Wisdom as a lover (Wis 8:2-8:4)

“I loved her.

I sought her

From my youth.

I desired to take her

For my bride.

I became enamored

Of her beauty.

She glorifies her noble birth

By living with God.

The Lord of all loves her.

She is an initiate

In the knowledge of God.

She is

An associate in his works.”

Now we have a profession of love for wisdom. This author seems to think that wisdom is his lover. He has loved (ἐφίλησα) her since his youth. He wanted to marry (νύμφην) her because of her beauty. She had a noble birth. She lives with God (συμβίωσιν Θεοῦ), the Lord of all.
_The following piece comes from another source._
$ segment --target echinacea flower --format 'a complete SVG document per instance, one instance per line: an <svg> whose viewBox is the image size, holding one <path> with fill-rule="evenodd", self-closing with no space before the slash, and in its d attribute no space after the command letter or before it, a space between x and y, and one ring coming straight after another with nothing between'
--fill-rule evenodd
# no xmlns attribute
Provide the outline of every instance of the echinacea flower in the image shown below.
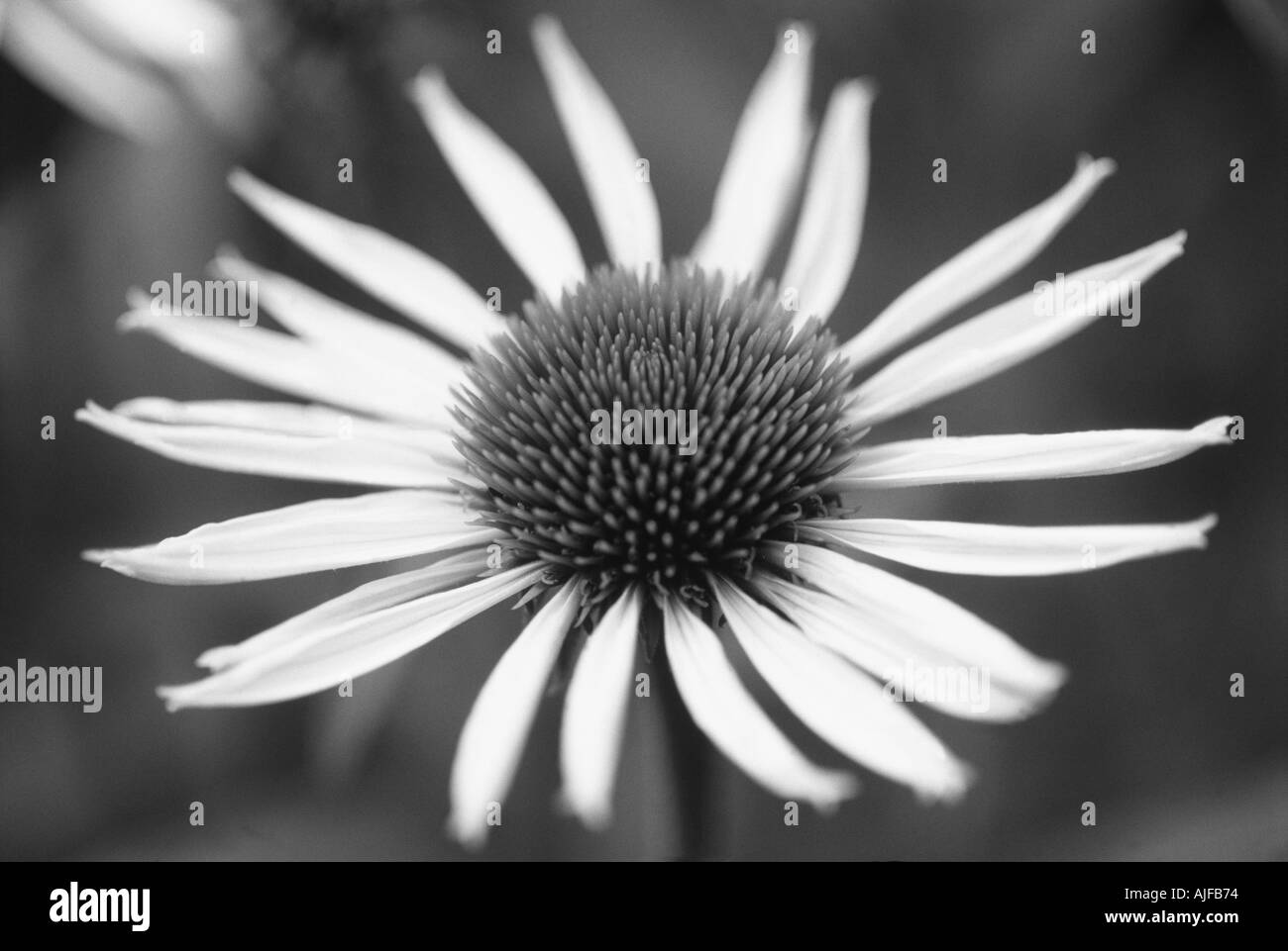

She has knowledge about God (τοῦ Θεοῦ ἐπιστήμης). She associates with God in his works (τῶν ἔργων αὐτοῦ). This almost appears like a mystical union of the author (Solomon) and his lover, wisdom. This sounds more like the medieval mystical nuns who loved Jesus and wanted to be his bride, but only here it is from a male perspective.

His response (Song 5:1-5:1)

Male lover

“I come to my garden.

My sister!

My bride!

I gather my myrrh

With my spice.

I eat my honeycomb

With my honey.

I drink my wine

With my milk.

Eat!

Friends!

Be drunk

With love.”

The male lover came to the garden of his bride. He gathered his myrrh and spice. He ate the honey in his honeycomb. He drank milk with wine. That does not sound good. He or someone else asked him and his friends to eat and be drunk with love. Surely this is a love poem.